= Monkey Patching & Gorilla Engineering: Protocols In Clojure We're coming up on the release of another major milestone in Clojure, version 1.2. In general, Clojure is getting better, faster, more robust, and more reliable. But the language is still new enough that a few major features get added every iteration, and 1.2 is not an exception to that rule. The most exciting feature we're about to see hit mainstream in 1.2 is defprotocol and deftype, part of Clojure's new single-dispatch calling convention. Protocols and Types in Clojure are a way to try and solve the age old problem: how do I assocaite behavior and data in a flexible way without totally shooting myself in the foot? They offer an interesting way to structure the relationship between behavior and data; they keep a quintessentially verb-centric outlook (similar to lisp), but focus on single-dispatch on classes (like Java or Ruby). Unlike both, inheritance of objects is totally decoupled from them; objects either conform to protocols or they do not without any notion of hierarchy. And in this, Clojure developers get access to something not-unlike Ruby's infamous “monkey patching” without the danger. == Monkey Patching Before we dive into what Clojure is doing, let's review how other people have tried to solve this problem. Java and C# have gone the route of interfaces, which are basically abstract classes that you tie into the inheritance hierarchy. Python and Ruby go for a more dynamic what-you-find-is-what-you-get approach that is typical for dynamic typing, using message sending as the dispatching mechanism. This generally works, but has some serious issues. In Ruby, this is called “Monkey Patching” and it's considered fairly dangerous. For example:


class String
  def monkeypatched
    puts "Bananna!" 
  end
end
=> nil
>> "madness".monkeypatched ; prints “Bananna!”

In case that went by to fast, we re-opened the system's string class and shoved a new method on there. All subsequent strings would have the method. This is a very powerful technique that lets us extend classes that we know about, and it's pretty impressive when you do a few clever monkeypatches and suddenly your code looks 2 lines long, but... The danger of open classes and this sort of chicanery is that you can step on other people's toes. Since a monkeypatch echos around the code, conflicting monkeypatches can subtly and thoroughly hose your system. Ruby lore is full of examples of terrible consequences for monkeypatching. Every monkeypatch change has to be carefully weighed against the potential risk of other libraries that might want to modify that same behavior. Unpredictability in your base classes is generally not something to be encouraged, and so in many software shops the process is outright forbidden or taken only with extreme caution.
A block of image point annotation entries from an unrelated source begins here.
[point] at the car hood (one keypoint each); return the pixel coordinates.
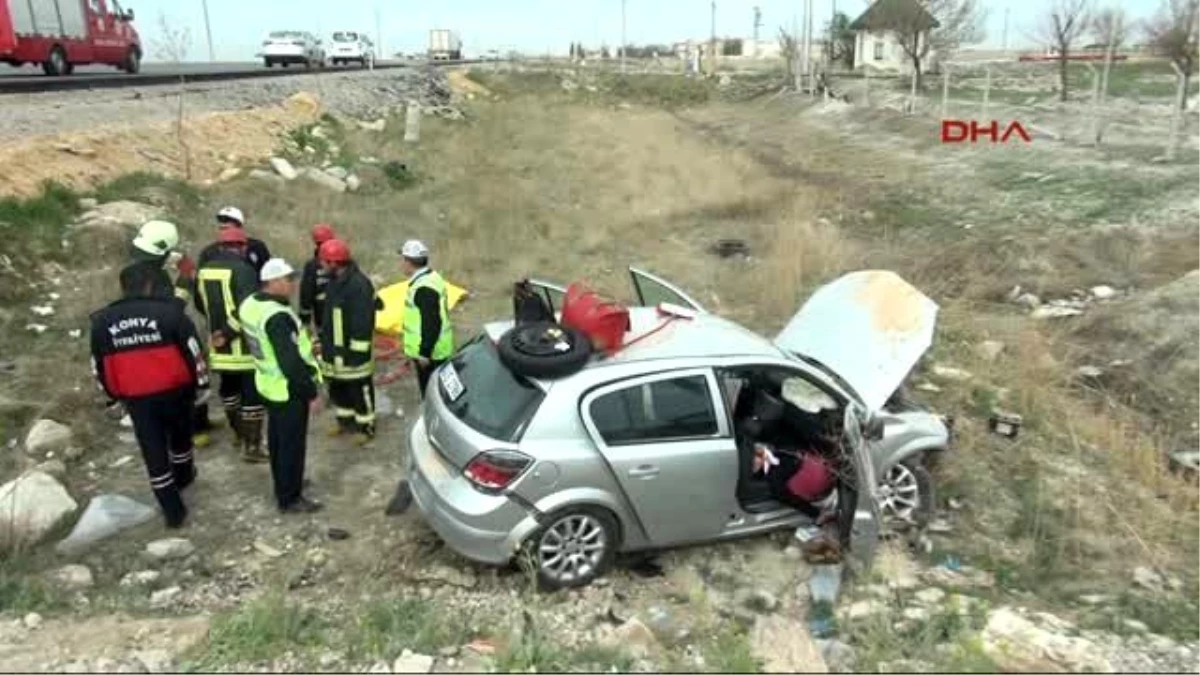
(870, 328)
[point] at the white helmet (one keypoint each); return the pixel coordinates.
(414, 249)
(232, 213)
(157, 238)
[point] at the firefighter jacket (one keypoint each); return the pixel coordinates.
(347, 326)
(283, 363)
(312, 293)
(144, 346)
(222, 282)
(256, 252)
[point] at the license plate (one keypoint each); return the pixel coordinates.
(450, 382)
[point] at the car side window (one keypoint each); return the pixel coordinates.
(655, 411)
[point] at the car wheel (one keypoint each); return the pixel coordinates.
(906, 493)
(544, 350)
(573, 548)
(57, 63)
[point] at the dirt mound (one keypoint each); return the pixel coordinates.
(1150, 345)
(208, 145)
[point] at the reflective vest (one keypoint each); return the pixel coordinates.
(444, 347)
(269, 377)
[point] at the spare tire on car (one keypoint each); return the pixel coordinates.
(544, 350)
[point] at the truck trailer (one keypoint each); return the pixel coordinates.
(444, 46)
(60, 35)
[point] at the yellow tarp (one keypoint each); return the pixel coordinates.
(390, 320)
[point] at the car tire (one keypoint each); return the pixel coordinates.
(587, 537)
(55, 63)
(909, 493)
(532, 350)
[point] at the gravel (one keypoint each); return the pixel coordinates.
(359, 94)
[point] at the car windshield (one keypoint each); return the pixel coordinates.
(495, 401)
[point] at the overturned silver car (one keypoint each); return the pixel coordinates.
(654, 446)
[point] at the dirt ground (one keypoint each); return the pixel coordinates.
(567, 191)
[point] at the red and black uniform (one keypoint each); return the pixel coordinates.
(223, 280)
(147, 354)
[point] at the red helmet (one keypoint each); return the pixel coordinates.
(232, 236)
(322, 232)
(334, 251)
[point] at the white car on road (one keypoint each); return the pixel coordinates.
(287, 47)
(352, 47)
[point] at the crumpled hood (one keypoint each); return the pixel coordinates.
(869, 327)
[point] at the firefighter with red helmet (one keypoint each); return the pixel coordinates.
(347, 335)
(313, 280)
(147, 354)
(223, 280)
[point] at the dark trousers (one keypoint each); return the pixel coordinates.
(354, 404)
(287, 437)
(424, 372)
(243, 404)
(162, 425)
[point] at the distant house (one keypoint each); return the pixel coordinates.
(876, 43)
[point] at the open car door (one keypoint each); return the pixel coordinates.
(651, 291)
(858, 523)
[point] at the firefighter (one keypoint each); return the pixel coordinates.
(313, 280)
(429, 338)
(347, 334)
(155, 244)
(287, 375)
(223, 281)
(256, 250)
(147, 354)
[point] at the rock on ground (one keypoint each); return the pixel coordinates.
(47, 436)
(73, 577)
(784, 645)
(169, 549)
(31, 506)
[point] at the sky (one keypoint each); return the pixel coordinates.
(526, 25)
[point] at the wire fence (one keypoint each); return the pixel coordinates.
(985, 93)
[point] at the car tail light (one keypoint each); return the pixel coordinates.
(496, 470)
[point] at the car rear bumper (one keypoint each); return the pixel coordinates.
(478, 526)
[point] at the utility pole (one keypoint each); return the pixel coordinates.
(1006, 29)
(623, 43)
(208, 30)
(378, 35)
(757, 24)
(712, 45)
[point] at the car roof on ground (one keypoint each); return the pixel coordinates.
(652, 338)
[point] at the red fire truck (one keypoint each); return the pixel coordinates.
(60, 35)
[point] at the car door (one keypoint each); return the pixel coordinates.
(863, 520)
(667, 441)
(651, 291)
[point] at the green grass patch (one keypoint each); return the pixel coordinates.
(262, 631)
(389, 626)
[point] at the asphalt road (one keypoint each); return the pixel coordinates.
(9, 73)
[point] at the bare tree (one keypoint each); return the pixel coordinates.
(1175, 33)
(925, 28)
(173, 46)
(1061, 29)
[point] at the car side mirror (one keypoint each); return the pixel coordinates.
(874, 429)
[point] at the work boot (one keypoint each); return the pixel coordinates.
(303, 505)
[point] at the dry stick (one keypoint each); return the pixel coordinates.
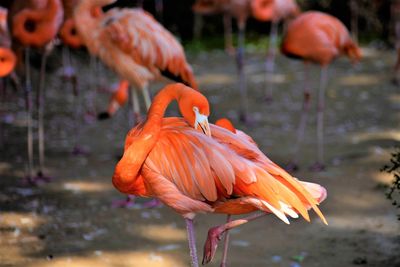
(28, 103)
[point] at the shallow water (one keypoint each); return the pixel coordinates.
(70, 222)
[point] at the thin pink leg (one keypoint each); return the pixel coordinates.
(319, 165)
(293, 165)
(228, 34)
(40, 104)
(192, 242)
(215, 235)
(270, 62)
(226, 244)
(28, 97)
(242, 79)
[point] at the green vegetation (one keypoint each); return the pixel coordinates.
(393, 192)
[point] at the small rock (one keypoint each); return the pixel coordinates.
(276, 258)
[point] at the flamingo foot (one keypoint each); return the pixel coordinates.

Really, that's a shame. People want to use the technique because it can take code and make it incredibly clear and succinct. System class writers can't anticipate everything in advance, and the ability to project our verbs and behaviors onto existing classes would be a real boon. == Gorilla Engineering === Protocols Enter Clojure and the Protocols and Types. Let's start off with Protocols because they're simple. A protocol is sort of like an interface in Java or C#, but isn't associated with any inheritance. A protocol is just a list of methods tied to a name in a namespace. Here's an example of clojure code for a protocol:


(ns blogpost.bloomfilters)

(defprotocol BloomFilterable
  (make-hash [object])
  (human-readable-hash [object]))

So we're writing a library that uses Bloom Filters to test for object membership. Every object may need to write its own logic for how to hash itself suitably for a bloom filter (e.g., collections might want to hash each member individually or focus on their own identity). We start by making a protocol that describes what we'd like to see types do. This protocol is just a bundle of method signatures associated with the name “blogpost.bloomfilters.BloomFilterable”. Put that thought on hold for a minute, we'll come back to it shortly. === Types Types are the exact opposite of Protocols, they are just data, but with no required implementation. The basic syntax for types is trivial:


;; Some type examples:
(deftype MyType [three data fields])
(defrecord MyRecord [three data fields])
(deftype MyIntHolder [#^int data])

The difference between defrecord and deftype is that defrecord supports keyed access (like hashmaps in Clojure) and some basic helper methods, deftype just makes exactly what you specify. Simple, right? === Extending Protocols and Types We have types, we have protocols, let's connect our BloomFilterable to our MyIntHolder type:


(require '(blogpost [bloomfilters :as 'bloom])
; We can do it this way:
(extend-protocol BloomFilterable
  MyIntHolder
  (make-hash [this] (.x this)) ; return own data
  (human-readable-hash [this] (str (.x this)))) ; return a string

; Or perhaps like this:
(extend-type MyIntHolder
  bloom/BloomFilterable
  (make-hash [this] (.x this))
  (human-readable-hash [this] (str (.x this))))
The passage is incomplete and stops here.